Mental Health Challenges and COVID Wave 2 – help your employees with these 7 practices
How can you help your employees ‘flatten the curve” of emotional distress during Wave 2 of the pandemic? We have some tips.
In general, 2020 has been challenging for everyone’s mental health, in many different ways. Experts predict it’s likely to get worse during Wave 2.
Social isolation, work and childcare demands, fear of contracting COVID-19, and other pressures have left many people feeling anxious and/or depressed.
WSPS Mental Health Consultant Danielle Stewart says workplaces and managers can do much to help employees, starting now. “It’s all about building trust,” says Danielle. Employees need to have confidence that the workplace is doing all it can to support their COVID-related physical and emotional well-being. “If there’s a silver-lining to COVID, it’s the opportunity for organizations to maintain or regain trust, which is the backbone of a strong organizational culture.”
Danielle recommends these practices to help boost trust, ease fears and worries, and support your employees’ mental health during COVID.

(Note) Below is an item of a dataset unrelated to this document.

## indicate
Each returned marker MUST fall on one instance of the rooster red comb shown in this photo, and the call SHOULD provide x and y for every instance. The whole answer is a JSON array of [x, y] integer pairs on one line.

1. Mitigate the risk of COVID spread in the workplace. Have strong protocols in place to prevent the spread of COVID - screening, disinfecting, social distancing, masks, physical barriers, etc. Make sure everyone understands the why’s and how’s of policies and procedures being used to protect their health and safety.
2. Reduce stigma. Bring COVID-related and other mental health issues out into the open. Let compassion, vulnerability and flexibility be your watchwords. Provide employees with advice from mental health experts, and means of support. Most importantly, “Make sure staff members feel they can talk about it comfortably and confidentially with their manager or with HR.”
3. Communicate all COVID-related information in an open, honest and transparent manner. Use Q&As or webinars, suggests Danielle. And make sure communication runs both ways. For example, invite employees to share their tips for reducing anxiety and stress in their own lives. Take time to listen to the needs or concerns of staff and respond in a timely manner with reasonable solutions or compromises that might help reduce stress and anxiety.
4. Be clear about expectations, for health and safety as well as work/life balance. If employees are having trouble meeting expectations, do they have the tools and resources they need to get the job done? Do your expectations need re-thinking?
5. Keep a pulse on public health notifications and mandatory workplace rules. Adjust your policies accordingly, and advise employees of the changes. “Send the message that the workplace is on top of things,” says Danielle. “This helps embed trust.”
6. Be flexible with work/life balance, and lead by example. Have guidelines in place for working at home that reflect a good work/life balance, but be flexible even within those guidelines. “Flexibility might mean trusting that if there’s an hour during the day when an employee may not be at their desk - perhaps they are dealing with kids’ homework - and the hour will come back later in the day.” If guidelines say the workday ends at 4:45, don’t confuse the message by sending emails or expecting work to be done after hours.
7. Check in regularly. If employees are working from home, have email, phone or online conversations. Encourage everyone to use his or her laptop cameras. “Face to face time is important. We need human interaction, and to read facial expressions and body language.” This can provide the visual cues we normally observe in the workplace. Do employees appear stressed, anxious or overwhelmed? If so, be prepared to make schedule changes or job accommodations, and provide support and resources, such as those available through the organization’s employee and family assistance program (EFAP). Employees who work alone may experience greater mental distress, so checking in with them is particularly vital.